The Phoenix Riot occurred on November 8, 1898, in the small town of Phoenix in Greenwood County when a group of local Democrats attempted to stop a Republican election official from taking the affidavits of African Americans who had been denied the right to vote. The riot reflected the ongoing tension not only between Democrats and Republicans but also between whites and the county’s African American population. In Greenwood County black men outnumbered white men, but few blacks had voted since Democrats regained power in the state following the 1876 elections.
The riot originated in front of Watson and Lake’s general store, which was serving as an election site. Thomas Tolbert, a white man and brother of Republican congressional candidate Robert Red Tolbert, was sitting outside the store and collecting affidavits from blacks who had been prevented from casting ballots. He was approached by a group of local Democrats, including J. I. “Bose” Ethridge, the local party boss. The men ordered Tolbert to leave. When he refused, they overturned the box of affidavits and began to beat Tolbert. Tolbert responded in kind by hitting Ethridge over the head with a wagon axle. A larger fight erupted between the supporters of Tolbert and those of Ethridge. Shots rang out, though their source was not clear, and Ethridge was killed (his grave marker states that “He Died for his Country”). The Democrats retaliated by opening fire on the crowd of African American men gathered outside the store; Thomas Tolbert was shot in the neck, arms, and side, but he survived.
White retribution was swift and severe. In the days that followed, between six hundred and one thousand white men gathered in Phoenix, where they burned the Tolberts’ homes and forced the Republicans into exile. Several local black men were not so fortunate; four were lynched outside of Rehoboth Church. Over the next several days the white mob killed at least eight black men, though the exact number is not known. No one was ever charged with any of these murders. The Phoenix Riot is usually overshadowed in larger historical narratives by the Wilmington, North Carolina, race riot that began on November 10, 1898, and resulted in the triumph of Democrats over Republicans and Populists in North Carolina’s government. The Phoenix Riot occurred in an area that was already under Democratic control. Robert Red Tolbert, the Republican, lost the 1898 election to Democrat A. C. Latimer by a 996 to 107 margin.

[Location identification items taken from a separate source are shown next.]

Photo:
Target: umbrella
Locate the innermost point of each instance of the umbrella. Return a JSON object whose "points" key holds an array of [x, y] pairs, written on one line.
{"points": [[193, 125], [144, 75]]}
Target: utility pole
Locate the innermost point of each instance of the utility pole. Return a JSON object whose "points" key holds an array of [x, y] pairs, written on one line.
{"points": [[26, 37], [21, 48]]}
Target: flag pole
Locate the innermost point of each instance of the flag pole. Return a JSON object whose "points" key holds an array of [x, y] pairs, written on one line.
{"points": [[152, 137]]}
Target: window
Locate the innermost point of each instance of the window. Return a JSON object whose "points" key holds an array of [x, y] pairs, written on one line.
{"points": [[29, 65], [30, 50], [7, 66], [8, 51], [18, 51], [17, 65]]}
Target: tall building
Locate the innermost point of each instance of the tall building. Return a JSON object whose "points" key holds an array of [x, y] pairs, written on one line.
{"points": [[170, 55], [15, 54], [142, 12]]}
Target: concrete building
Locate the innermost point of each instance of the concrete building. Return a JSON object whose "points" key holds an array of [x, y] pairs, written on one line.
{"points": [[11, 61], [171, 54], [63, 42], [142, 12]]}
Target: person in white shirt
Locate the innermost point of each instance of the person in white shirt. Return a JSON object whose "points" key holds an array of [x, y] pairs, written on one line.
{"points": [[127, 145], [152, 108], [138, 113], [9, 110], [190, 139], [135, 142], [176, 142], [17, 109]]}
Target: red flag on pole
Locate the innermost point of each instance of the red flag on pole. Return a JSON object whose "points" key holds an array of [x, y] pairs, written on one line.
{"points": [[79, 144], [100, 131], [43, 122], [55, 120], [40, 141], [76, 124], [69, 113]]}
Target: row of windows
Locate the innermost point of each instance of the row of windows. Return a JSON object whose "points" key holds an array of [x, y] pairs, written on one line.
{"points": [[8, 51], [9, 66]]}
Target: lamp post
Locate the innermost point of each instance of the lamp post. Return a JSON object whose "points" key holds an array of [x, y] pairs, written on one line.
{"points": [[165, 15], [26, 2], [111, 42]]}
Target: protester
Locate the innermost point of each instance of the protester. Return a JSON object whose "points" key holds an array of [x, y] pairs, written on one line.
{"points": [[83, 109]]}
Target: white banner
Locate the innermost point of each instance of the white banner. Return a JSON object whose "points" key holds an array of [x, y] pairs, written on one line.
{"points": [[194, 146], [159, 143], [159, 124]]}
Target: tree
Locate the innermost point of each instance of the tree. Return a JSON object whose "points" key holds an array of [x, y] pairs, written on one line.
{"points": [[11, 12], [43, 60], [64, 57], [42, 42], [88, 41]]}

The Phoenix Riot is best understood as an exaggerated example of the everyday violence that faced late nineteenth-century African Americans in South Carolina. African Americans in rural Greenwood County faced crippling debt and white terrorism routinely; any attempt to fight the system of white supremacy was met with violence by white enforcers drawn from surrounding areas. The Tolberts continued to fight for black political rights at the state and federal levels, despite the fact that their houses were continually set aflame by unknown arsonists. Phoenix was also home to a remarkably resilient African American population. The black community there maintained churches and schools even in the face of violence, and the civil rights activist Benjamin Mays was born there in 1894.
Hoyt, James A. The Phoenix Riot: November 8, 1898. N.p., 1935.
Prather, H. Leon, Sr. “The Origins of the Phoenix Racial Massacre of 1898.” In Developing Dixie: Modernization in a Traditional Society, edited by Winfred B. Moore, Jr., Joseph F. Tripp, and Lyon G. Tyler, Jr. Westport, Conn.: Greenwood, 1988.
Wells, Tom Henderson. “The Phoenix Election Riot.” Phylon 31 (spring 1970): 58–69.
Wilk, Daniel Levinson. “The Phoenix Riot and the Memories of Greenwood County.” Southern Cultures 8 (winter 2002): 29–55.